Friday, January 23, 2009

The disappeared

In Chile, having slept off some of the tiredness we had from the flight and a last night that deprived us of much sleep, we walked along “Londres”, the name of the road we are staying on and the Pension we are staying in, and immediately had a reminder that history lives.

Thirty five years ago this month, Gerardo and Ernesto Morales were brought to number 38 of this street, to a “Casa de tortura” of Pinochet’s. They were never seen again. Outside the building, people gave speeches, played music and remembered the half-brothers and the other victims of the murdering tyrant who escaped appropriate justice in this life (friendship with Maggie Thatcher doesn’t count).

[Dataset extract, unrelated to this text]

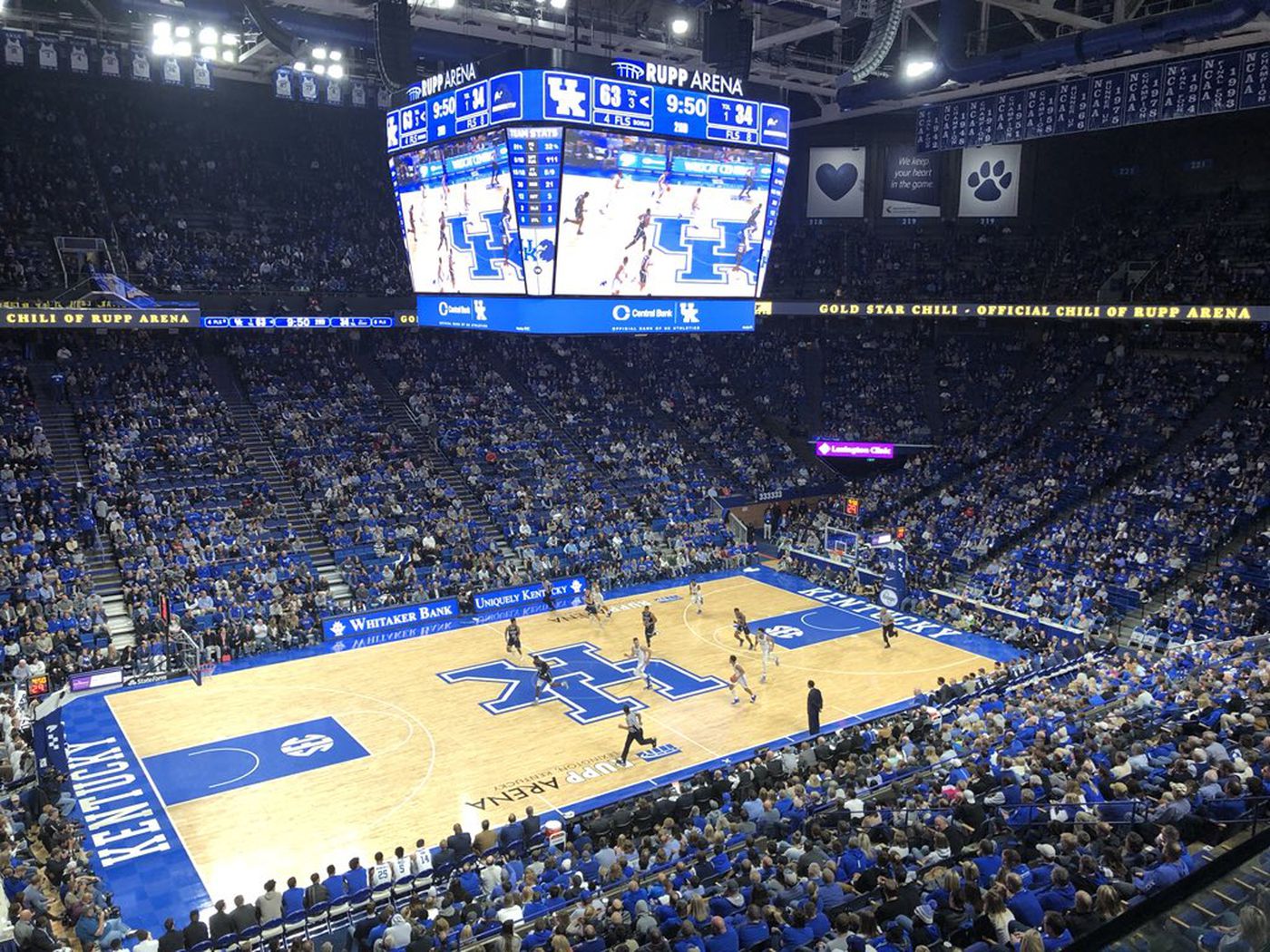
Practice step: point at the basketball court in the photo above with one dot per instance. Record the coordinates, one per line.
(276, 770)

Pinochet of course took power in a coup on 11th September 1973, deposing the democratically elected Socialist Salvador Allende, who died in the process. His reign of terror was such as to alter the English language: the verb “disappear” changed from being solely an intransitive verb (eg The brothers disappeared) into a transitive one too (eg Pinochet’s henchmen disappeared thousands of innocent people). It has since been used in the latter manner in other Latin American countries we will visit in the coming months.

Fool me once...

At two o’clock on Thursday 22nd January, I managed the feat of being in two places at once: I was both at the house where Jun’s friends live in Auckland (on the net) and also in Santiago, Chile (on the bus). Where did the eleven hours I spent travelling between the places go?
Three cheers for the inauguration of President Obama (first act: suspend trials at Guantanamo) and especially to see the back of Bush. Unfortunately I find myself reminded of one his more renowned miscommunications in the events of today. We decided to catch a taxi from the bus terminal to the centre of Santiago.
When we arrived at our destination, the meter read $3400 so I gave the guy a $5000 note which he returned to me saying “banca” because the corner was torn. I think I apologised. I gave him another note, which he returned saying “una mil” – one thousand, I thought I’d given him ten – and finally he shortchanged me from the 10,000 I gave him, apologising when I pointed out the mistake.
Counting the cash in the hotel, I realised I was down $9000 (the swapping of bills happened to me once before, in Honduras, and I didn’t realise then for days) and I also have a note I have to take to the bank now. How did Bush try to put it?
"There's an old saying in Tennessee — I know it's in Texas, probably in Tennessee — that says, fool me once, shame on — shame on you. Fool me — you can't get fooled again." —President George W. Bush, Nashville, Tenn., Sept. 17, 2002

Hop connoisseur


As a vegetarian, the range of food I choose to sample abroad is limited and I am unable, perhaps, to get as close as others to an authentic experience of the places I visit. This provides a fairly good excuse for my attempts to drink as many of the local beers as possible (are you buying?). In both Australia and New Zealand, I was given recommendations about tipples and tried those and more but even in China I had gone for variety. My Chinese list is abridged, as it were, by my failure to note properly in Guilin and by the lack of words used to distinguish the varieties each brewery produces.


China:

Harbin (draft & classic)

Tsingtao (black, draft & other)

Yanjing (draft & other)


Australia:

4X (gold & bitter)
Carlton (mid, draught & cold)

Cascade (stout & pale ale)

Cooper

Hahn Lite

James Boag’s Premium

Tooheys (old, new, premium)

Townsville Brewery (stout, red, Digger’s & bitter)

VB (green & gold)


New Zealand:

Dux de Lux (Queenstown brewery) (Black Shag, Hereford Bitter, Alpine Ale)

Lion Red (& Steinlager)

Mac’s (Spring Tide, Sassy Red & Black)

Mangatainoka Dark

Monteiths (Celtic Red, Original Ale, NZ Lager & Radler)

Speights (Golden, Distinction & Old Dark)

Summit beer

Unsurprisingly, the microbreweries in Townsville and Queenstown had the best beers, with the Townsville Red taking my top prize but Monteith’s Radler was an excellent fruity beer from a big(gish) brewery that I’d search out.

Monday, January 19, 2009

Not the mint


My first encounter with a glacier, in this case Franz Josef, named after the Austrian Emperor at the time it was first sighted by a European, summoned an emotion that I think has only just been recognised as one: awe. Despite its dirty terminal face, the sheer scale and presence of the “retreating” ice river created in me a desire to laugh, which I guess is how I express this particular emotion.

The following day (8th January 2009 – Happy New Year btw) we walked up to the terminal face of Fox Glacier and I broke the rules and jumped over bits of water here and there to get pictures that turned out disappointing because there was no sense of scale: tens of metres could have been a few feet because nothing in the picture put it into perspective. While there, I heard the glacier crack and thought I might get good pics of an ice fall in the rain but got wet waiting and left. Subsequently, we discovered that the part I was photographing collapsed and killed two guys about four hours later. Fox glacier: fatal.